6. “3. Apparent financial impropriety The Event was hosted and promoted by the ICA and was an official event listed on the ICA website and in press releases. The Event therefore used ICA funds, facilities and staff. The ICA has received funds from the British Council, the Arts Council of England, the National Lottery and other British public bodies, obtained in its capacity as an arts organisation, as set out in the Memorandum.[iii] The ICA has received funds from organisations specifically designated to support charities, obtained in its capacity as a Registered Charity. These funds were obtained (respectively) on the grounds that the ICA adhered to its Memorandum as an arts organisation and the guidelines it is bound to follow as a Registered Charity, yet these funds were disbursed on a political campaigning event. Thus the ICA seems to have raised funds to support charitably-designated arts events and disbursed those funds on a political event.

7. “In conclusion, there seem grounds for 1) the ICA to face legal sanctions for contravening the Memorandum, 2) the ICA to face sanctions by the Charity Commission, 3) legal investigation of the ICA for misuse of funds.”

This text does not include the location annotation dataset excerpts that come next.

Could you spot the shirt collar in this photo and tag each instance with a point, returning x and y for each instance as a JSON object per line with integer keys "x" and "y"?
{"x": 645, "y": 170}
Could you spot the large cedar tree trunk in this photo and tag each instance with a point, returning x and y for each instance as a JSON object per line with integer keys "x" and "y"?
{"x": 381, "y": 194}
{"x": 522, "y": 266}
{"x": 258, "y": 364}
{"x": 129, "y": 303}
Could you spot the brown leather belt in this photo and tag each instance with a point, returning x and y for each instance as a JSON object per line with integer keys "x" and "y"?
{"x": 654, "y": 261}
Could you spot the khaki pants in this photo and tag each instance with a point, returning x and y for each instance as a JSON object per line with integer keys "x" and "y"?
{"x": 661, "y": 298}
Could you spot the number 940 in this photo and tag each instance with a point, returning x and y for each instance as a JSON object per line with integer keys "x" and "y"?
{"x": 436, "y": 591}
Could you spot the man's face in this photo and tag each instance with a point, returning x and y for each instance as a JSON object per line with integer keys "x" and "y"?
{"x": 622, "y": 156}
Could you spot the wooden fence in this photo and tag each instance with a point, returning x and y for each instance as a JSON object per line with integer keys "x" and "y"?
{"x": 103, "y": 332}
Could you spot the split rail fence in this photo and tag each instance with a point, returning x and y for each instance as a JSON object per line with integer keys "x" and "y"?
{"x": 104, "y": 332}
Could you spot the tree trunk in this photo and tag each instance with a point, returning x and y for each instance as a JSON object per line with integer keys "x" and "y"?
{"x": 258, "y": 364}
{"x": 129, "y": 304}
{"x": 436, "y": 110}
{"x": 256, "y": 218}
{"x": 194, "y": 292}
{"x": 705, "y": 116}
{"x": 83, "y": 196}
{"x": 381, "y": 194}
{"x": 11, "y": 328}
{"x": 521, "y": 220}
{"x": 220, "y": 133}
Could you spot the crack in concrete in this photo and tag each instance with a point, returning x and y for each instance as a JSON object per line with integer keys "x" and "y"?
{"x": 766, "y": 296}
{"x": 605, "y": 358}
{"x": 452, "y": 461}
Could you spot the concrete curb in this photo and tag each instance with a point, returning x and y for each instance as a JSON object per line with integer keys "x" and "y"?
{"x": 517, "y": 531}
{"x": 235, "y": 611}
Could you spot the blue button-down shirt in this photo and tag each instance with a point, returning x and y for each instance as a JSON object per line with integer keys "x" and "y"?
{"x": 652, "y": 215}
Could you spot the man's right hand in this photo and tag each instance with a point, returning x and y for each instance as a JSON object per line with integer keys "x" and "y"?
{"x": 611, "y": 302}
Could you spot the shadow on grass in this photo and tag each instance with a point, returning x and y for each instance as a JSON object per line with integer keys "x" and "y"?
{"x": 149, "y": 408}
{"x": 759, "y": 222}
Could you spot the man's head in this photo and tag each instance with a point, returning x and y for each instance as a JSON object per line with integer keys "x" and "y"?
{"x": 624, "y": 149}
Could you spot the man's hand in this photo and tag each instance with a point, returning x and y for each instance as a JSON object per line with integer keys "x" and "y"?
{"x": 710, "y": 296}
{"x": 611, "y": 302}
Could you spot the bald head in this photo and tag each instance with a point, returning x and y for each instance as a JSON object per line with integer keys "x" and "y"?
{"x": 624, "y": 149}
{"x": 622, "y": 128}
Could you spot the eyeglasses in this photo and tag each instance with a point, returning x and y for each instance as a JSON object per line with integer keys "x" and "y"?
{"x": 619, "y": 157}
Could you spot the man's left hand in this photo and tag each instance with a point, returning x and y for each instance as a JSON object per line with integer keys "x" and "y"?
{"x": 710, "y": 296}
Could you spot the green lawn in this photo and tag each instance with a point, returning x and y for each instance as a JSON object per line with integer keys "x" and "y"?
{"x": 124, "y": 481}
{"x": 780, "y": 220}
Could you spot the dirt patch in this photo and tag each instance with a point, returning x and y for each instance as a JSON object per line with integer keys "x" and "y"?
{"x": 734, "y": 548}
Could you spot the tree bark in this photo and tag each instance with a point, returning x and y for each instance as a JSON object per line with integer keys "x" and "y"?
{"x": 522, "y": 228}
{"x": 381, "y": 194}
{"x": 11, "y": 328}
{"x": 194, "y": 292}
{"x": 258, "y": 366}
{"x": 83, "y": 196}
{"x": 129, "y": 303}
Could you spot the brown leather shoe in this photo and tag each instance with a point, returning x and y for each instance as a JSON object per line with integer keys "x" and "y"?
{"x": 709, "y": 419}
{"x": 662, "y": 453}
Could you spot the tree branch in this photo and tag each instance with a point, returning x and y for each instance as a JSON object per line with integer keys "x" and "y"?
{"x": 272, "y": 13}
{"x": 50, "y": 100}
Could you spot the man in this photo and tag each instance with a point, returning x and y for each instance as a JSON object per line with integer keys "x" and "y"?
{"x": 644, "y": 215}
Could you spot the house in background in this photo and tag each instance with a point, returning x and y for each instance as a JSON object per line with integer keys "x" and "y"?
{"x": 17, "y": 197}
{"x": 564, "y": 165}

8. Summary: This letter was submitted twice to the CCE by post, the second time marked specifically as a complaint for CCE to consider. Although I received an acknowledgement of receipt I have not received any subsequent correspondence. To my knowledge, no action was taken by the CCE regarding the alleged breach of Charities Regulations Guidance by the ICA. I believe that the ICA may have committed a serious breach of CCE guidelines and I do not have confidence that the CCE investigated this seriously. For this reason I believe the CCE may not have fulfilled its statutory obligation to regulate Registered Charities.

Alexander Adams, 9 March 2020


[i] FOOTNOTES: “The objects for which the Company is established are to promote the education of the community by encouraging the understanding, appreciation and development of the arts 
generally and particularly of contemporary art as expressed in painting, etching, engraving, 
drawing, poetry, philosophy, literature, drama, music, opera, ballet, sculpture, architecture, 
designs, photography, films, radio and television of educational and cultural value”. (Article 3(i), Memorandum of Association, 22 July 1947, after amendment)

 

[ii]  Section 1.1, Campaigning and political activity guidance for Charities, Charity Commission, 1 March 2008. https://www.gov.uk/government/publications/speaking-out-guidance-on-campaigning-and-political-activity-by-charities-cc9/speaking-out-guidance-on-campaigning-and-political-activity-by-charities

[iii] 

Since 2013 the ICA has averaged a million a year from the Arts Council of England – £1,025,147 this year, plus £93,940 from the Heritage Lottery. In 2010 it received a special £1.2 million bail-out in order to rescue it from insolvency. The Arts Council of England is described variously in the ICA’s annual accounts as ‘principal funder’ and ‘principal supporter’.